I'm not exactly sure what the right sanitization of this tag looks like but it probably does indeed involve removing all subtags and keeping all text.

boutell commented 2 years ago

(This is not a security issue, because the subtags themselves still get sanitized, but it is an interesting issue for sure.)

dhiliphvenkatesan commented 2 years ago

@boutell The subtags are not getting removed is the issue here. If i enclose the iFrame tag with title tag, like this <title title=>test The result should be only test because I didn't include iframe in my configuration. But instead it fails to parse the iFrame subtag and gives the result as test Instead of greater than and lesser than symbol, we are getting html escape characters. Hence we are using ck-editor, if i give iframe tag with escape characters as an input to ck-editor it will consider it as a tag and will start executing it.

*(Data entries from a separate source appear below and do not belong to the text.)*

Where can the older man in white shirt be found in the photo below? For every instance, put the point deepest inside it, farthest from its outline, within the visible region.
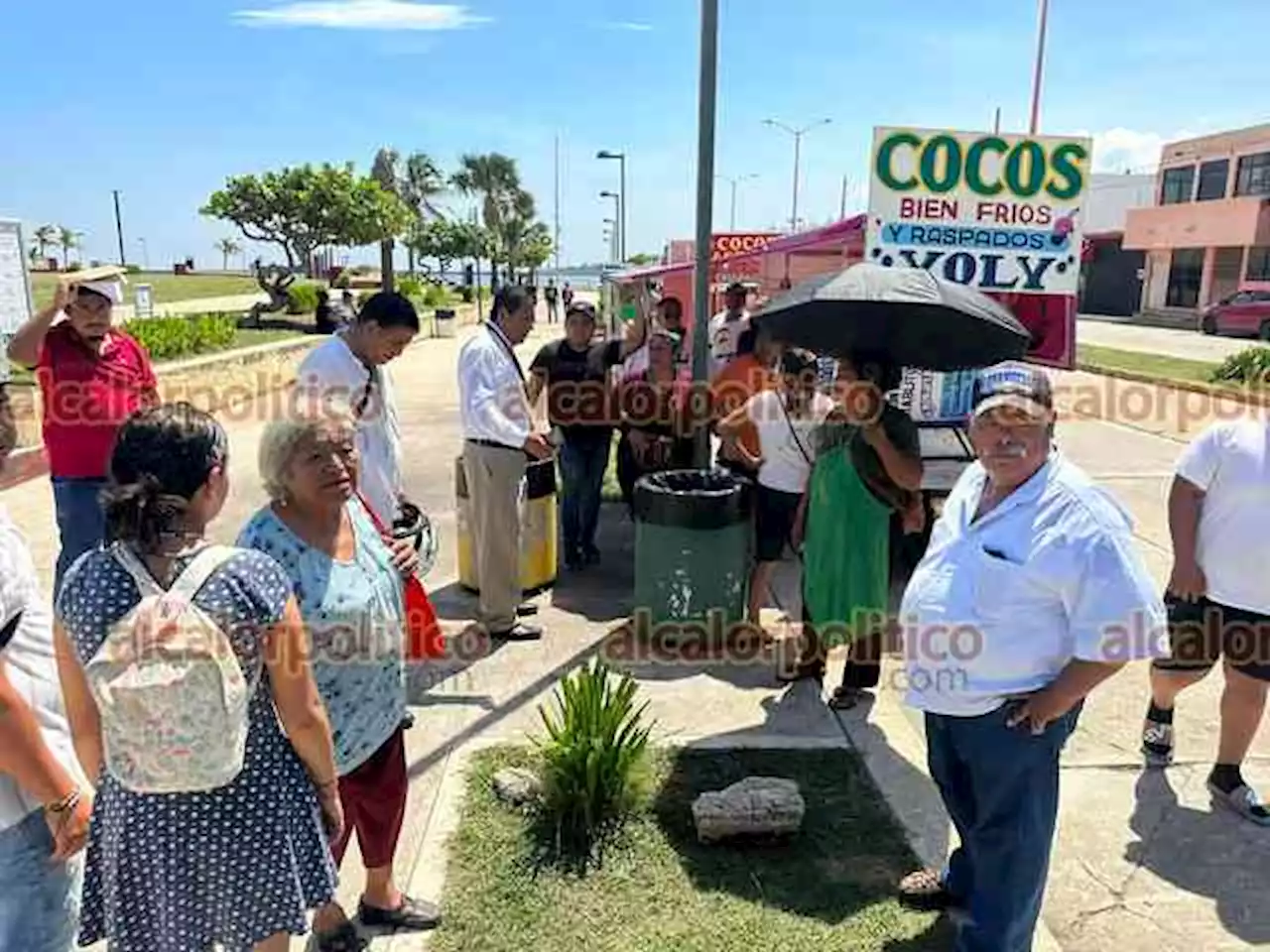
(498, 438)
(1030, 594)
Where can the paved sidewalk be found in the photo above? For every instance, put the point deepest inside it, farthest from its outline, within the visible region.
(1141, 862)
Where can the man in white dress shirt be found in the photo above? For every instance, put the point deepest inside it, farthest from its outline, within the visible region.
(352, 367)
(1219, 601)
(1030, 594)
(498, 439)
(728, 325)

boutell commented 2 years ago

Would you please submit a PR with a failing unit test that demonstrates the issue?

kedarchandrayan commented 1 year ago

htmlparser2 which is being used in sanitize-html is considering everything inside the title tag open and title tag close as text. It needs to be fixed in htmlparser2. Even the latest version of htmlparser2 (8.0.1) has this issue.

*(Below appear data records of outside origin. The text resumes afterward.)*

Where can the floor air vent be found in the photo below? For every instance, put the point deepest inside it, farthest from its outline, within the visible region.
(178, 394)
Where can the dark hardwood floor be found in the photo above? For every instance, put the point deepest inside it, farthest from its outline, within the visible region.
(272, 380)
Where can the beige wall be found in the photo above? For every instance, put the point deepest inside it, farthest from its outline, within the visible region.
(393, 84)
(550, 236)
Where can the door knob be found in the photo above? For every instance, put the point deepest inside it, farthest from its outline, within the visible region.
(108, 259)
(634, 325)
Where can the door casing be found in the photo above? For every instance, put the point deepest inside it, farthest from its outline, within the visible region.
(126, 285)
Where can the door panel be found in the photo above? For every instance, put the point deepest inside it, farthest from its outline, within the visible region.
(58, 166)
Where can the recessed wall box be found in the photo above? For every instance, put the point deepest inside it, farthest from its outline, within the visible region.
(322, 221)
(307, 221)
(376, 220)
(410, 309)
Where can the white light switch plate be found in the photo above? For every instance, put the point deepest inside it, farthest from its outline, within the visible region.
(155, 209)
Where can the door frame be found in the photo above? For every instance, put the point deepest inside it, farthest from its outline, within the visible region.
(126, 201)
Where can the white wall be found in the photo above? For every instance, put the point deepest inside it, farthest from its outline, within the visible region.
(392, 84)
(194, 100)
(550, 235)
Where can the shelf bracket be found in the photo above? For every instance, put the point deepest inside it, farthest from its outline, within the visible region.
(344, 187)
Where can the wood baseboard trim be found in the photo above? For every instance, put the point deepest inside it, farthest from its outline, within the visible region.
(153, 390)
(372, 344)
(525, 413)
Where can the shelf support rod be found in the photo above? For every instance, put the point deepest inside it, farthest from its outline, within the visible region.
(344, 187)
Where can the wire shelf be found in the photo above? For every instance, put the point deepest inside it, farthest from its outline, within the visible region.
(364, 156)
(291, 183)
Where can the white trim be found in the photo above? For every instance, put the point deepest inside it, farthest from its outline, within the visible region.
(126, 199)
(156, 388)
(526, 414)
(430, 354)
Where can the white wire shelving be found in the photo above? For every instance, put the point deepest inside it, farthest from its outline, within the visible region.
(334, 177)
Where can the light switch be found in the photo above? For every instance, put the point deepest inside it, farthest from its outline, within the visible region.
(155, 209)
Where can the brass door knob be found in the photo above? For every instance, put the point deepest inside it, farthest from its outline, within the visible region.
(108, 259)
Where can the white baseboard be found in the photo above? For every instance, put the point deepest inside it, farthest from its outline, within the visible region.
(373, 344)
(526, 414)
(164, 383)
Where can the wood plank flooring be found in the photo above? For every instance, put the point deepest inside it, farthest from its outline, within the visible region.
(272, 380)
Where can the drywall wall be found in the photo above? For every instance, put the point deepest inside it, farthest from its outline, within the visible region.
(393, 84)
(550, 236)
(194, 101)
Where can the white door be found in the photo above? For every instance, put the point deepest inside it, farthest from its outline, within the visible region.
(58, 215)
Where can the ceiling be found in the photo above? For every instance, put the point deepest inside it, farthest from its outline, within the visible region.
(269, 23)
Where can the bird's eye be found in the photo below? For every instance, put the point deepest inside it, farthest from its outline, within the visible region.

Raised issue in htmlparser2 for tracking purpose: https://github.com/fb55/htmlparser2/issues/1270

boutell commented 1 year ago

There is no security issue, htmlparser2 is escaping the subtags, which is an interesting choice but means they will not be interpreted as markup by the browser, therefore sanitized. I have never seen ckeditor treat escaped tags as live tags, but if it does in some situation then that is a security hole in ckeditor, not sanitize-html or htmlparser2.

As for why htmlparser2 gives title tags this special treatment though, I don't know the answer to that. There's an htmlIntegrationElements list in htmlparser2 which explicitly includes title for whatever reason. I'll mention it on the htmlparser2 issue in case it helps us get an answer to that.

This isn't a bug in sanitize-html though, or is it a security issue for the use of sanitize-html or something that can be fixed here, so I'm closing this ticket. Any issues with escaped tags being treated as live tags by ckeditor are ckeditor issues.

kedarchandrayan commented 1 year ago

Yup, completely agree with @boutell for closing the issue as it is outside of scope of this package.

boutell commented 1 year ago

Thanks. For what it's worth, htmlparser2 does it this way because sure enough, even the latest version of Chrome escapes any tags found inside title. So sanitize-html + htmlparser2 is just creating a cleaner expression of what browsers will do given the markup in question.